18.聖邪問答

 不穏な空気が、独房を包み込む。胸倉を掴まれたマグニコア・アラキスの額に、大きな脂汗が滴る。

 二つの目を大きく見開き、俺の顔を凝視する。口をパクパクと開閉させ、言葉にならない音を絞り出すその様は、まるで打ち上げられた魚のようだった。

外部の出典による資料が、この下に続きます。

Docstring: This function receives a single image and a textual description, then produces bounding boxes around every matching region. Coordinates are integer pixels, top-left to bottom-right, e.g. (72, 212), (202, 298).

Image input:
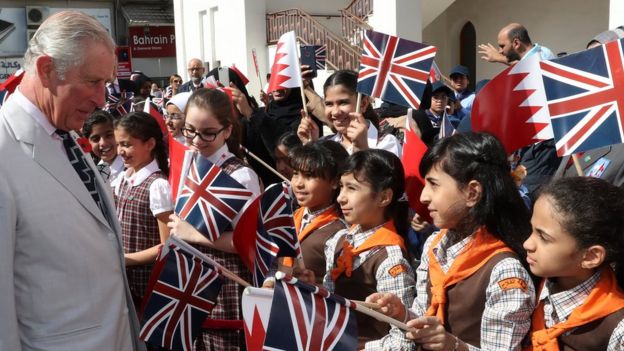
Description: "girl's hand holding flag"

(297, 110), (320, 144)
(345, 112), (368, 152)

「な、ぜ……!? 何故、お前が、こ、ここ、に……!!」


「不思議な事は無いだろ。俺を探していたのはアンタ達じゃないか」


「か、ひゅっ……!!」


 驚きのあまりに喉が鳴る。

 魔王を倒した力を持つ俺の殺意の籠った視線を浴び、マグニコアは更に狼狽した。


「ま、待てぇっ!! わわ、私を殺す、つもりなのか……!?」


「殺す程度で済まされると思ってんのか。リスティに暴力を振るっておいて──」


 俺の視線が、真横の牢へと向けられる。

 その中には鎖に繋がれ、俯くリスティの姿。淡く月光の光が差し込み、彼女の“痛み”が顕になった。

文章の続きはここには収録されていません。